Schreier E, Schweiger B, Stompor S, Stompor B, Schulze P, Michel S
Department of Molecular Biology, Central Institute of Hygiene, Microbiology and Epidemiology, Berlin, G.D.R.
Acta Virol. 1988 Jul;32(4):289-95.
Ribonucleoprotein (RNP) cores were prepared from various strains of human influenza virus by treating the purified or spikeless virus particles with non-ionic detergents such as Nonidet P-40 and centrifugation in continuous linear glycerol gradients. In addition to RNA, the purified complexes contained viral nucleoprotein (NP) and the three P proteins (PA, PB1, PB2) as determined by polyacrylamide gel electrophoresis (PAGE) under denaturing conditions. Contaminations with other viral polypeptides, especially HA1, HA2 and M were below 1%. All RNP complexes were transcriptionally active in vitro. Comparison of the polymerase activity of purified complexes revealed considerable differences depending not only on the content of polymerase proteins. The activity of RNP complexes was enhanced for all strains tested by adding of ApG.

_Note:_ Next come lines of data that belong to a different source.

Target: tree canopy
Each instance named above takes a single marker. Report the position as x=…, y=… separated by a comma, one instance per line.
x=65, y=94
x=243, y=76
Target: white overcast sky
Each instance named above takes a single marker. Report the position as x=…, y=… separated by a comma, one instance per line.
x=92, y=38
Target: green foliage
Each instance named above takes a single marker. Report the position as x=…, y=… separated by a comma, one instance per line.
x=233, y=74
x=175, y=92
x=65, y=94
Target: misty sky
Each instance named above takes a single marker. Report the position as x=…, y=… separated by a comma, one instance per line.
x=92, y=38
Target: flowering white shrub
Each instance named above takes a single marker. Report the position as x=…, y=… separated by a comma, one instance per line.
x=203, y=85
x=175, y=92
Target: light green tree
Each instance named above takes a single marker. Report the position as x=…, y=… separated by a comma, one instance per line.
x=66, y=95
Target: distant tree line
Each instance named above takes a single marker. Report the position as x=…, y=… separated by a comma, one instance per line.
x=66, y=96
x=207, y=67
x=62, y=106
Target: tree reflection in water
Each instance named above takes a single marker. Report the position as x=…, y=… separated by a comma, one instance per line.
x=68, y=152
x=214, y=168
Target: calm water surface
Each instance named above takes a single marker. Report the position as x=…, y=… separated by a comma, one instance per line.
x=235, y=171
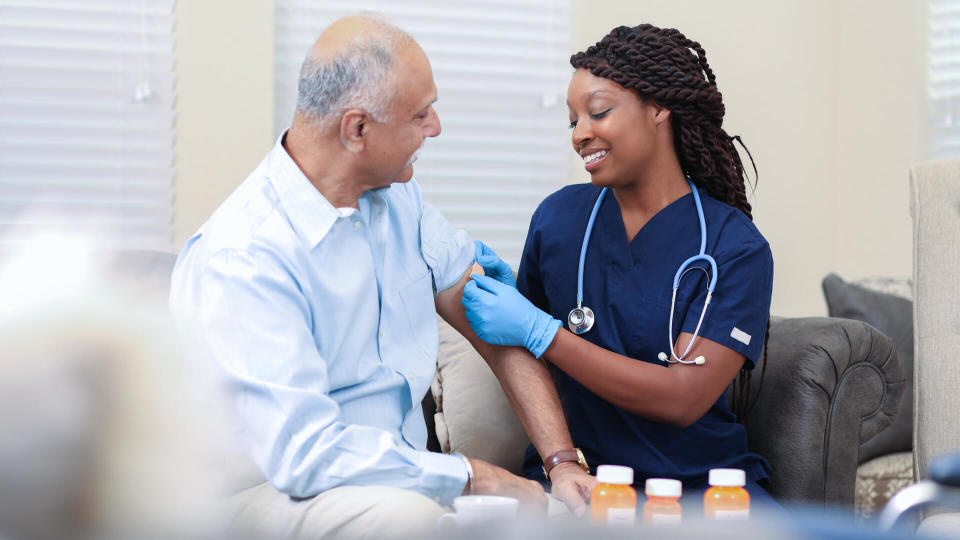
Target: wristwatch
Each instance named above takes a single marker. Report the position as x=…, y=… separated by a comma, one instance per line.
x=562, y=456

通过用非离子去污剂(如诺乃洗涤剂P-40)处理纯化的或无刺突的病毒颗粒,并在连续线性甘油梯度中离心,从各种人类流感病毒株制备核糖核蛋白(RNP)核心。除RNA外,经变性条件下的聚丙烯酰胺凝胶电泳(PAGE)测定,纯化的复合物还含有病毒核蛋白(NP)和三种P蛋白(PA、PB1、PB2)。其他病毒多肽的污染,尤其是HA1、HA2和M,低于1%。所有RNP复合物在体外均具有转录活性。纯化复合物聚合酶活性的比较显示,不仅取决于聚合酶蛋白的含量,还存在相当大的差异。通过添加ApG,所有测试毒株的RNP复合物活性均增强。